From: Bryan D. Payne [mailto:bdpa...@acm.org]
Sent: Wednesday, September 04, 2013 9:47 AM
To: OpenStack Development Mailing List
Subject: Re: [openstack-dev] [nova] key management and Cinder volume encryption


External dependencies are fine, obviously.  The difference is whether we
actually have code to interface with those external dependencies.  We
have code to talk to databases and message queues.  There's no code
right now to interface with anything for key management.

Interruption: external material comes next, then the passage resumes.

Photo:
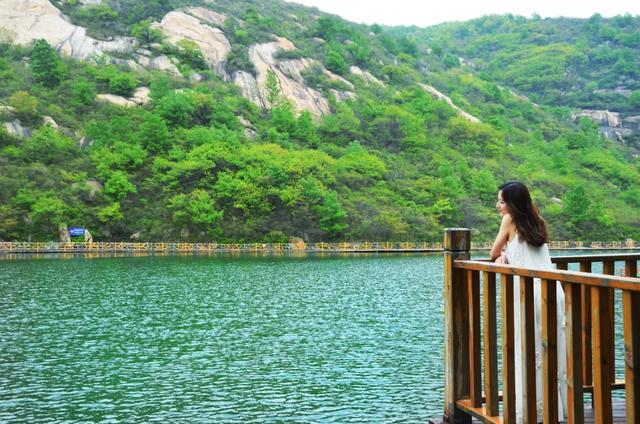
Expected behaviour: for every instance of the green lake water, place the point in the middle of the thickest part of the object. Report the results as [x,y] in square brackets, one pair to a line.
[221,339]
[245,338]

Ok, this makes sense.  I generally assume that people deploying OpenStack have 
some integration work to do anyway.  So, for me, writing a few python methods 
isn't much different than writing a configuration file.  Having said this, I do 
understand where you are coming from here.

I do believe that a static key configuration is a useful starting place for a 
lot of users.  I spoke with Joel this morning and I think he is going to try to 
put together an example key management driver that does this today.  Such a 
solution would allow deployers to use their existing orchestration tools to 
write a key to a configuration file.